ほとんどジャケ買いに近い。パッと見てさっと買って一気に読んでしまった。主な理由は、出てくる芸人がだいたい知っている人たちで、非常に親近感がわいたからだ。同時に、私も笑いについては評論家的に一家言ある(と思いたい)ので、自分の内なるテーマと合致するからである。
読んでみると、笑いの分類方法についてはなかなか良い感じで、芸人に対する評価も私とそれほど変わらないようである。ただし、笑いを構造化したモデルはあんまりわかりやすいものではないと思う。
あと、これは私が俗に言う「ダウンタウン信者」あるいは「松本人志信者」だからかもしれないが、この本の中で分類されている「シュール」の捉え方が小さすぎる。基本的に、ダウンタウン以降の笑いは(99やキングコングなど動きで笑わせるタイプをのぞいて)、非常識の中に「異世界」を盛り込むことにポイントがある。そういう意味では、「シュール」の要素を漫才界に持ち込んでいるもの全て、ダウンタウンの考案したものなのである。このように捉えると、本書で扱っている、あるいは現在のお笑い界の主流はほとんど全て、ダウンタウンに源流を認められる。

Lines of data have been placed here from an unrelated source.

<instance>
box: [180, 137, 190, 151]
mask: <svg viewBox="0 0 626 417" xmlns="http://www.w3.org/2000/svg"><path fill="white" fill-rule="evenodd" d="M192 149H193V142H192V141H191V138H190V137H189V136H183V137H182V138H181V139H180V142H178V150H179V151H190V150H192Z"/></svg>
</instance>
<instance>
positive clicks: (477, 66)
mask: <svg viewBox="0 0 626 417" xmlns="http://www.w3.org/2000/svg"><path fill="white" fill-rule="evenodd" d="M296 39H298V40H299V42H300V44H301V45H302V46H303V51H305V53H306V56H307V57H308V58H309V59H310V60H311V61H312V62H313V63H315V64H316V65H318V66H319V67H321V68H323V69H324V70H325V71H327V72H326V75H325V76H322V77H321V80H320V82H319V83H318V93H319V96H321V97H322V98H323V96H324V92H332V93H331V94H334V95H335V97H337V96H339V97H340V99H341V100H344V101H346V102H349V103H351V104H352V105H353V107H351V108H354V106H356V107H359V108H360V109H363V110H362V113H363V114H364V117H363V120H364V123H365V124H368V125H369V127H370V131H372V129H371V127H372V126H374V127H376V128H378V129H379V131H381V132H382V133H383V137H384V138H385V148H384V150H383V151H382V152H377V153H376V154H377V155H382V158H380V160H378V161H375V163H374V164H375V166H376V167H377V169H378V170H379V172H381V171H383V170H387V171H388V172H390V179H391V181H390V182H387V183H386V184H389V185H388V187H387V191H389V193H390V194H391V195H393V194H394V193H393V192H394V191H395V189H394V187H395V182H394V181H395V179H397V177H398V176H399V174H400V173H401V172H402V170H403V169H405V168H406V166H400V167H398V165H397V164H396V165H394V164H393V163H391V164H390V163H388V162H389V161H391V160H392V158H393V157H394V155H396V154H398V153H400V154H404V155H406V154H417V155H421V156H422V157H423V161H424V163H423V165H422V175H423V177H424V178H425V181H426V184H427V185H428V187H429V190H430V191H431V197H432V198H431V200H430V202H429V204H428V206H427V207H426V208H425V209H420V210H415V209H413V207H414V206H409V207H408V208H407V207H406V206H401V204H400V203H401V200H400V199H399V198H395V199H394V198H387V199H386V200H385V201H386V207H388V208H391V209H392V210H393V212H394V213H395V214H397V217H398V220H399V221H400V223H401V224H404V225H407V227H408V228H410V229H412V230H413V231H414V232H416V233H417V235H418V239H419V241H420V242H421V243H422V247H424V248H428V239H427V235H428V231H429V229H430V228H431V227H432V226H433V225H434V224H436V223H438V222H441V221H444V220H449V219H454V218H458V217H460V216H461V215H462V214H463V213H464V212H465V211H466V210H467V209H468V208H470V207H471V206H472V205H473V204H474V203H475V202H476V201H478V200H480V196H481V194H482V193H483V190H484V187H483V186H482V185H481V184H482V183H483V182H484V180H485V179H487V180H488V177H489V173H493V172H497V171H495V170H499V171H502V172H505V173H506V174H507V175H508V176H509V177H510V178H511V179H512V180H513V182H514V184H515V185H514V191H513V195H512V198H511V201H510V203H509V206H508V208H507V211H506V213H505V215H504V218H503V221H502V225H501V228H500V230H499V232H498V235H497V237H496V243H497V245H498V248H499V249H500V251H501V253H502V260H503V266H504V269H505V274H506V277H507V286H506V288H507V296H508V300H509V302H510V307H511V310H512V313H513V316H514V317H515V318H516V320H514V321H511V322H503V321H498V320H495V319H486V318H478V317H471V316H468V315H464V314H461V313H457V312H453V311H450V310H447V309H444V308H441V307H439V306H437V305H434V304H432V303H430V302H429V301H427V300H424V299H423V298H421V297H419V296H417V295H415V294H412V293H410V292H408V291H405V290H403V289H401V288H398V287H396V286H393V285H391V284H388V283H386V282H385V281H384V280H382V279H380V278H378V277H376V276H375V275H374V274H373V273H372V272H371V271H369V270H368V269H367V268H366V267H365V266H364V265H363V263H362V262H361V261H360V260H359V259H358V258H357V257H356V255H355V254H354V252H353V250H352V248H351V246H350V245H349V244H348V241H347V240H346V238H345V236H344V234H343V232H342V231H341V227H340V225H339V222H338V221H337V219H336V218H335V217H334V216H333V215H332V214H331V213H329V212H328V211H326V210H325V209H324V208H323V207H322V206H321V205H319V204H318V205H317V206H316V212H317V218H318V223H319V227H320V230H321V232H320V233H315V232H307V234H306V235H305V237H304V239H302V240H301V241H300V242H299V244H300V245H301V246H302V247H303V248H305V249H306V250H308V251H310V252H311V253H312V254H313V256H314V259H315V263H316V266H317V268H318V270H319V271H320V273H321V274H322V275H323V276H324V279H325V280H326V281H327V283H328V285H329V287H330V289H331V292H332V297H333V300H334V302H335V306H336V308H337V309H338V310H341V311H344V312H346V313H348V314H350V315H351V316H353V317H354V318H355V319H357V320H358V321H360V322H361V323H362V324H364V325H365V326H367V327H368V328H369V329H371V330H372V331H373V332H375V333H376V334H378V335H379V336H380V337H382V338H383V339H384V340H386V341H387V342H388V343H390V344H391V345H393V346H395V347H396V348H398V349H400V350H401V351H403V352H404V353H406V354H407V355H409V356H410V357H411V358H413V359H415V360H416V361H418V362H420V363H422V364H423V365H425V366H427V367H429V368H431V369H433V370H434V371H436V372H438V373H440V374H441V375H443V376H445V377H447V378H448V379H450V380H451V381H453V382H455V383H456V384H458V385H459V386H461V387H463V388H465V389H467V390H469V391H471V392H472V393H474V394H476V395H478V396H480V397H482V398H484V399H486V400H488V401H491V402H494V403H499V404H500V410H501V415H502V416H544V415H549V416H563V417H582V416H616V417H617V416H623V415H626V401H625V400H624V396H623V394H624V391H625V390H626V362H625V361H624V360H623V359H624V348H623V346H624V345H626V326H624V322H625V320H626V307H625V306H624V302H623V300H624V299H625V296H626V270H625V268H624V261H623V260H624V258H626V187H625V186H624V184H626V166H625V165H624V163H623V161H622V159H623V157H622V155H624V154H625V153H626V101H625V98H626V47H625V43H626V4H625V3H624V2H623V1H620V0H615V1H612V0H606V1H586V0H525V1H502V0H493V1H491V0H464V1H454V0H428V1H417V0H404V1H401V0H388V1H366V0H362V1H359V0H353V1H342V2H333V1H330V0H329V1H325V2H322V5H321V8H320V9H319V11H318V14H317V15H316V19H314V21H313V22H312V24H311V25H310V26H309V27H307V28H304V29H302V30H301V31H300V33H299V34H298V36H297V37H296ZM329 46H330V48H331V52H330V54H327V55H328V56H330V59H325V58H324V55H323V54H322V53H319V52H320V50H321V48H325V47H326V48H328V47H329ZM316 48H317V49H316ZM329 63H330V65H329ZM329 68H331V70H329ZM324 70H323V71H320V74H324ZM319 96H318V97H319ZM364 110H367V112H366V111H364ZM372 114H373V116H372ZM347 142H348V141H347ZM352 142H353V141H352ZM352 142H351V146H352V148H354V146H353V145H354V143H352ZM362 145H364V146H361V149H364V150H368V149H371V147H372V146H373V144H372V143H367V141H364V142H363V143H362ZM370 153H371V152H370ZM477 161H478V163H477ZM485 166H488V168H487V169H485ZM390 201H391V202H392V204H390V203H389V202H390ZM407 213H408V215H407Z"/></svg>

そうすると、笑いの評価次元は、いかに「異世界」であるか、言い換えるといかに現実と直交しているか、にある。
もちろん、形式美、演技力などで評価すべきところもあるが。
とまれ、なにかを批評的に見る、という訓練になるのは間違いないので、多くの人に読んでもらいたいものである。
F先生の言葉を思い出す。
なぜ「かわいい」のか、なぜ「きれい」のか、なぜ「おもしろい」のかが言えなければ、作品の真の良さがわからない。
本当によい作品は、直感的によいし、じっくり味わってもよいものである。
ピピピピピカソもダビンチもいいかどうかは自分で決めるが、我が内なる基準を明らかにすることで、人生は味わい深くなるのだから。